Le trial, c'est juste une moto sans les inconvénients de la moto.
C'est un bidule magique qui transforme la bouillasse en or, la souffrance en euphorie.
Avant de faire l'achat, je m'étais renseigné sur le trial, j'ai lu partout que "oui le trial c'est quand même plus dur que l'enduro, ça demande de la pratique et de la maîtrise avant de faire quoi que ce soit, blablabla".
Ben en fait non. Tu poses le pied par terre (ce qui équivaut à une faute en compétition) et t'es le roi du monde. Tu peut pivoter, redresser, réajuster, incliner, repartir. Tu fais semblant de pomper la fourche pour donner l'impression que tu sais faire des wheeling, et bam Tu franchis des troncs d'arbres sur le chemin. T'avances sans conviction sur un mur et la moto fais tout le travail sans même esquisser un rechignement.
Si je devais synthétiser l'essai du gas gas 300 TXT-R, ce serait comme ça :
La moto est plus forte que toi.
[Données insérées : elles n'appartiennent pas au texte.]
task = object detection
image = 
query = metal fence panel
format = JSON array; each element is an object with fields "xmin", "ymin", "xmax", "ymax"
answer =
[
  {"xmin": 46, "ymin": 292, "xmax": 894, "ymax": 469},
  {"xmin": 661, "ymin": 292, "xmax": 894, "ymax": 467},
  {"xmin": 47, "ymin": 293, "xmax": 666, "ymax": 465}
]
Tu seras jamais plus puissant, plus rapide, plus agile, la moto est juste meilleure que la raclure de motards que t'es.
Mais c'est pas une tare, c'est une bénédiction. Parce que ça veut dire que si tu lâche assez prise, si tu oublies cette idée de contrôle, bercé par le ronron de ce 2 temps torride et bienveillant, cette moto te guidera à travers les pires obstacles que seul, tu n'aurais jamais osé franchir. Et seul, tu n'es pas. Cette monture, dotée d'une volonté qui lui est propre et qui t'échappe, navigue à tes côtés dans les ornières ravagées du vrai tout terrain : Celui qui te rappelles que tu n'es rien, mais qui l'espace d'un instant, te donnes l'impression d'exister, pour de vrai.